Habitavam, no campanário de um casarão muito antigo e luxuoso, não tão afastado do centro da cidade, um velho fantasma, um vampiro e um enorme cão. O cão não era propriamente de nenhum dos outros dois, mas chegou ao campanário mais ou menos na mesma época que o vampiro. O fantasma já morava na casa desde quando ela ainda era relativamente nova. E isso faz muito tempo.
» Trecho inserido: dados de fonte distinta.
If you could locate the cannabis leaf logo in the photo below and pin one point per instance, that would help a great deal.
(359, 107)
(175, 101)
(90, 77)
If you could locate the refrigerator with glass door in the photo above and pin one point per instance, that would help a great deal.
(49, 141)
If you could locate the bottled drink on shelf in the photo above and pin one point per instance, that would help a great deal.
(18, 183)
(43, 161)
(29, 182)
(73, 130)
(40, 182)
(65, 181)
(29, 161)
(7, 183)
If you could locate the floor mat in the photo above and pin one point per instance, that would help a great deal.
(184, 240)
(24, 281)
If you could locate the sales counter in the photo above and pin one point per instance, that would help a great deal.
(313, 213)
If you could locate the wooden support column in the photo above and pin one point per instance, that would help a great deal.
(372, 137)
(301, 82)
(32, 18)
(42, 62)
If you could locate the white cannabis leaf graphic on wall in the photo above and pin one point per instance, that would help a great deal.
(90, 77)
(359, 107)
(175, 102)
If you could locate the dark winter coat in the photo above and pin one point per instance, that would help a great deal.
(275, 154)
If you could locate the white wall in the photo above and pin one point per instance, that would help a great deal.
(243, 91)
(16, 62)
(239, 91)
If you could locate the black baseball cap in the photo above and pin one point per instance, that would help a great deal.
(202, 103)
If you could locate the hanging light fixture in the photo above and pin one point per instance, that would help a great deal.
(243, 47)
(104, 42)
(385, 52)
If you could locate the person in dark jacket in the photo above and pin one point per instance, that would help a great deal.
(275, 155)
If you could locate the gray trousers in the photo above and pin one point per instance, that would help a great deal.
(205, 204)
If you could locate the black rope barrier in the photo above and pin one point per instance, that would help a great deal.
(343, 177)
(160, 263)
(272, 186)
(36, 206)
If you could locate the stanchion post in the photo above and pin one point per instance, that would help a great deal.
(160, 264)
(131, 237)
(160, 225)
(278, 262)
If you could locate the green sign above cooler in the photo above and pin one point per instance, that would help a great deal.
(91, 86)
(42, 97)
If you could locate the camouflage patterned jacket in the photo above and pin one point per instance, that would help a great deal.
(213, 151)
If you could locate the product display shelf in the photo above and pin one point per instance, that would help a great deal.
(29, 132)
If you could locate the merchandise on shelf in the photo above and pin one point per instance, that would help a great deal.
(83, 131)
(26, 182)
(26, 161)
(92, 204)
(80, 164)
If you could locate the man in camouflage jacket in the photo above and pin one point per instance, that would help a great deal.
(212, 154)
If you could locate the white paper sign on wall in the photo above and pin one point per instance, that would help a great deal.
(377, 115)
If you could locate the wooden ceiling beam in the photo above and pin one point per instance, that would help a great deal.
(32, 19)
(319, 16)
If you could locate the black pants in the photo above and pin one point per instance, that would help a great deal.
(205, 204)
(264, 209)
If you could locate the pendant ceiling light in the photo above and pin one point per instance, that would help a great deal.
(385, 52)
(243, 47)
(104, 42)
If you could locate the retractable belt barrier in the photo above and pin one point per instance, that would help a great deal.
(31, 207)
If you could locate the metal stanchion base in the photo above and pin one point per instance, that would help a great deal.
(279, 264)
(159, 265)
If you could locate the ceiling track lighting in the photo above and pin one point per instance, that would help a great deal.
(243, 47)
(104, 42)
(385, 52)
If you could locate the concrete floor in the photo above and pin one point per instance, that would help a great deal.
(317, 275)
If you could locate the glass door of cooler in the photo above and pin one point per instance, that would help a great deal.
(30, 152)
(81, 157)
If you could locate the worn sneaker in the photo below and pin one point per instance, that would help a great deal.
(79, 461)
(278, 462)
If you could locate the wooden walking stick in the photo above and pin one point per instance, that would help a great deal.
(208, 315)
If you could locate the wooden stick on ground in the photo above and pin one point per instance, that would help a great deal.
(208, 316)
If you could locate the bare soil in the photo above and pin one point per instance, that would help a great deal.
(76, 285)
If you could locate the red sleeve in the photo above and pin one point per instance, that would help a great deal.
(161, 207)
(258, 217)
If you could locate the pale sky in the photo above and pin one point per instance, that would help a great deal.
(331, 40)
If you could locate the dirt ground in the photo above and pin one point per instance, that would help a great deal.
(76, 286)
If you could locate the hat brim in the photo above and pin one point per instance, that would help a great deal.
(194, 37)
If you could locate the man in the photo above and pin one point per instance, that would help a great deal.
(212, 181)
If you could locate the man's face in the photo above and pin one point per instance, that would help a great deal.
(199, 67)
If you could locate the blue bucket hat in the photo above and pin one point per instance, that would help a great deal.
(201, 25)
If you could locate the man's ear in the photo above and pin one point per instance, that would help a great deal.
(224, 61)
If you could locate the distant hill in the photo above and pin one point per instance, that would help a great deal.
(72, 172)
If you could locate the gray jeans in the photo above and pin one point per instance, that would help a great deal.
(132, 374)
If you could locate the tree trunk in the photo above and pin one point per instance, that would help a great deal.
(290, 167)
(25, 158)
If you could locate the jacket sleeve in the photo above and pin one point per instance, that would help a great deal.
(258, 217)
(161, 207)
Eles não moravam exatamente na campanela, lá só entravam para descansar durante o dia. Ficavam a noite inteira no telhado conversando e filosofando. Quando digo filosofando, é exatamente o que faziam lá em cima. Não que discutissem sobre os desdobramentos neo-platônicos da literatura filosófica, mas conversavam sobre o significado das coisas que conheciam - da época em que eram mortais e sobretudo sobre as coisas que aconteciam durante suas pós-vidas. Na verdade tratava-se de uma filosofia muito especial, pois a maioria dos tópicos girava exatamente nas reflexões sobre-naturais, não da vida em si. Seja lá quais são exatamente as preocupações de quem não está mais vivo, os dois pensavam muito a respeito.
De qualquer maneira, era o que faziam lá em cima. O fantasma não saía quase nunca, o vampiro apenas o tempo necessário para se alimentar eventualmente, e o cão ficava a maior parte do tempo deitado com a cabeça por cima das patas dianteiras apenas movendo os olhos na diração em que estavam seus companheiros.
O campanário era exageradamente alto. O cume ficava a dezenas de metros de altura, emergindo do coração da casa como uma enorme lança que a trespassou e que parecia também desafiar o bom-senso da engenharia. O curioso é que, a despeito do lugar que os três passavam a maior parte de suas noites, o vampiro sofria de vertigens fortíssimas. Tinha que ficar se concentrando todo o momento para não olhar para baixo nas noites em que subia ao telhado. Essa era a principal razão porque o fantasma parecia ser melhor sucedido nas elocubrações que faziam e ganhava a maioria dos debates que constantemente empreendiam.